Natura: Regenerative supply chains in the Amazon (Brazil). Natura co-develops sourcing protocols with Indigenous and local communities, combining biodiversity preservation with economic inclusion. Today, more than 7,300 families participate in Natura’s Amazon supply chains, managing over 2 million hectares of forest under conservation-compatible use. Its use of life cycle analysis and internal carbon pricing helps reduce Scope 3 emissions while protecting vital ecosystems.

Sarape Circulab: Resilient agriculture in Mexico. Sarape collaborates with smallholder maize producers to transition toward agroecological models. Working with over 1,200 farmers across 10,000 hectares, the initiative integrates polycultures, eliminates harmful inputs, and redesigns agroecosystems. Early results show up to 30% reductions in fertilizer use and measurable improvements in soil health and biodiversity.

These cases illustrate how insetting, when localized and co-designed, can deliver triple wins: environmental integrity, social inclusion and corporate performance.

What’s needed now

Carbon insetting is gaining momentum, but it is not yet mainstream. Barriers include a lack of technical knowledge, limited financing for suppliers, and weak internal incentives. A recent guide by the International Platform for Insetting highlights that fewer than 20% of companies systematically implement insetting despite growing regulatory and market pressures.
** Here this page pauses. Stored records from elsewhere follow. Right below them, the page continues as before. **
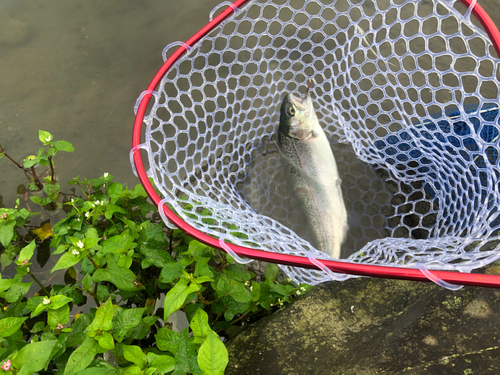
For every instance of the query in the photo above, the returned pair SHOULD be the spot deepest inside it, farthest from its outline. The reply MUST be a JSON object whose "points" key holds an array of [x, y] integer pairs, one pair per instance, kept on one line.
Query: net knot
{"points": [[167, 222], [437, 280], [217, 7], [144, 146], [230, 251], [139, 99], [182, 44], [332, 275]]}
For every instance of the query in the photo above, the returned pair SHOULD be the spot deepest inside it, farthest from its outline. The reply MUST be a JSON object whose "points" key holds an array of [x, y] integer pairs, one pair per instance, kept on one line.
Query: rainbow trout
{"points": [[312, 173]]}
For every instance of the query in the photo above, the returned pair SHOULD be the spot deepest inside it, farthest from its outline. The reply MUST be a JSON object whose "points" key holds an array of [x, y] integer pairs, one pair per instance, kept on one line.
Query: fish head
{"points": [[297, 117]]}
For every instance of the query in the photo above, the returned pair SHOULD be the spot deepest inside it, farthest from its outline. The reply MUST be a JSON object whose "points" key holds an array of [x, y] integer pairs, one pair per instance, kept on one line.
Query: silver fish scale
{"points": [[407, 92]]}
Scaling this strategy requires:

  • Capacity-building for intermediaries and producers across the region.
  • Catalytic capital to de-risk early-stage interventions and support pilot initiatives.
  • Cross-sector collaboration, including public policy alignment and philanthropic engagement.
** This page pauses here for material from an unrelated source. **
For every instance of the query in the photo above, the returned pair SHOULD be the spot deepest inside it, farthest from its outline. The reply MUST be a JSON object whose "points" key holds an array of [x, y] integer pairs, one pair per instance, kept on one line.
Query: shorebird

Latimpacto’s Green Catalytic Fund, supported by the Green Climate Fund, IDB, IDB Lab, Bayer Foundation, and Coca-Cola, exemplifies this systemic approach. By investing in business models that reduce emissions while protecting natural capital, it strengthens local organizations, develops blended finance mechanisms, and ensures gender inclusion.

Call to action

The road to net-zero is not paved with offsets; it must be built through reinvention from within. Carbon insetting offers a powerful pathway for companies in and sourcing from Latin America to align environmental ambition with business value. But unlocking its full potential demands more than case studies, it calls for leadership, investment and collaboration.

If you’re a corporate decision-maker, impact investor, or ecosystem builder, now is the time to rethink your value chain as a vehicle for climate impact. Insetting isn’t just a tactic; it’s a strategy for sustainable growth in a climate-constrained world.


Paula Ramírez is the program coordinator and Janeth Londoño is the Green Catalytic Fund coordinator at Latimpacto.